Oracle BlueKai Data Management Platform
- Formerly: BlueKai
- Industry: Data Management Platform
- Founded: 2008; 18 years ago in Cupertino, California
- Founder: Omar Tawakol; Alexander Hooshmand; Grant Ries; Michael Bigby;
- Headquarters: Austin, Texas, United States
- Owner: Oracle Corporation

= BlueKai =

Cloud-based data management platform

Oracle BlueKai Data Management Platform, formerly known as BlueKai, is a cloud-based data management platform which is a part of Oracle Marketing that enables the personalization of online, offline, and mobile marketing campaigns.

== Biography ==
BlueKai was created in 2008 by Omar Tawakol, Alexander Hooshmand, Grant Ries, and Michael Bigby as a marketing tech start-up based in Cupertino, California. It was acquired by Oracle on February 24, 2014, for approximately $400 million, and was renamed Oracle BlueKai Data Management Platform (DMP).

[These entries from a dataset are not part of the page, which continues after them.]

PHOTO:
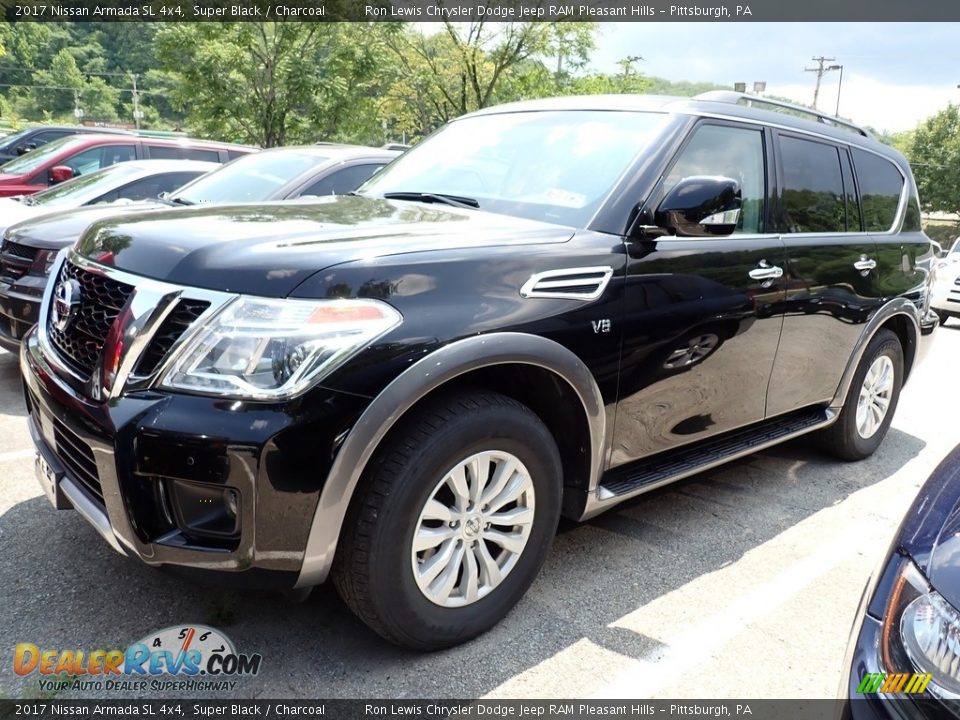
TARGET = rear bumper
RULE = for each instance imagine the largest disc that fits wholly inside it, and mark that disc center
(139, 467)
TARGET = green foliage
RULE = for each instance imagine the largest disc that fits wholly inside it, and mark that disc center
(270, 83)
(934, 154)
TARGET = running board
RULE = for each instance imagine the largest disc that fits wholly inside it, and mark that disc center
(689, 460)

The company offers third party data collecting services. BlueKai collects PC and smartphone users' data to enhance ad marketing for their clients, and as of 2015 had about 700 million actionable profiles. BlueKai works to increase relevancy in the ads that appear for partnered companies' users. As a third party data collection company, they gather information on users surfing the web, though BlueKai claims not to collect sensitive financial details, adult material, or health issues.

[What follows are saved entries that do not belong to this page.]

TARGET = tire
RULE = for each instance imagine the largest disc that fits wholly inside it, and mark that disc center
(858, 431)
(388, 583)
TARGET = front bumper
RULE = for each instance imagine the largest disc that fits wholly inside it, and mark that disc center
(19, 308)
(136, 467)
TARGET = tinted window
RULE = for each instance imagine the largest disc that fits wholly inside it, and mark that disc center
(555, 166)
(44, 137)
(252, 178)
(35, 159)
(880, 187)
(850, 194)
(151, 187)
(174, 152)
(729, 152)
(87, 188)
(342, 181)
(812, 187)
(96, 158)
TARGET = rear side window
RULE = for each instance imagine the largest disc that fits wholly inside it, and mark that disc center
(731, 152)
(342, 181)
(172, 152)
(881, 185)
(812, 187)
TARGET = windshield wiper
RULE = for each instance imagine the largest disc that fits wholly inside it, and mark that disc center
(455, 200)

Other clients and websites using BlueKai's services have included Windows Live, HuffPost, Walmart, Vimeo, Microsoft, and eBay.

After the 2014 Oracle acquisition, BlueKai’s data management platform became part of Oracle Marketing, which is part of the Oracle Advertising and Customer Experience (CX) application suite. Companies use Oracle Marketing to run marketing campaigns and manage related data from the web, social media, mobile, and email. In October 2014, it was integrated with Oracle’s cross-channel marketing product suite. This allowed marketers to anonymize customer behavioral data, integrate it with DMP’s third-party data, and create specific audience models for retargeting.

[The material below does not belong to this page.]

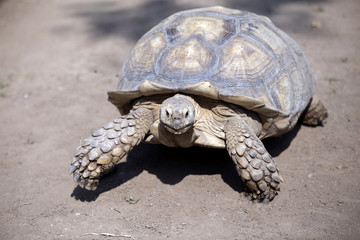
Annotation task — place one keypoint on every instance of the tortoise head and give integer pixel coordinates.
(177, 114)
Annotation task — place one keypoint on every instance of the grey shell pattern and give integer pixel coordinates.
(229, 55)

Additional acquisitions that have been integrated into Oracle Marketing include Eloqua, Responsys, DataFox, Maxymiser, Compendium, and Infinity from Webtrends.

In June 2020, TechCrunch reported that security researcher Anurag Sen had found an unsecured BlueKai database accessible on the open Internet. The database held billions of records containing names, home addresses, email addresses, and web browsing activity like purchases and newsletter unsubscribes. TechCrunch reported that under California state law, companies are required to publicly disclose data security incidents, but that Oracle had not done so at the date of the story.

In 2024, Oracle announced that it will shut down its advertising business including Bluekai. The business was supported through the end of September, 2024.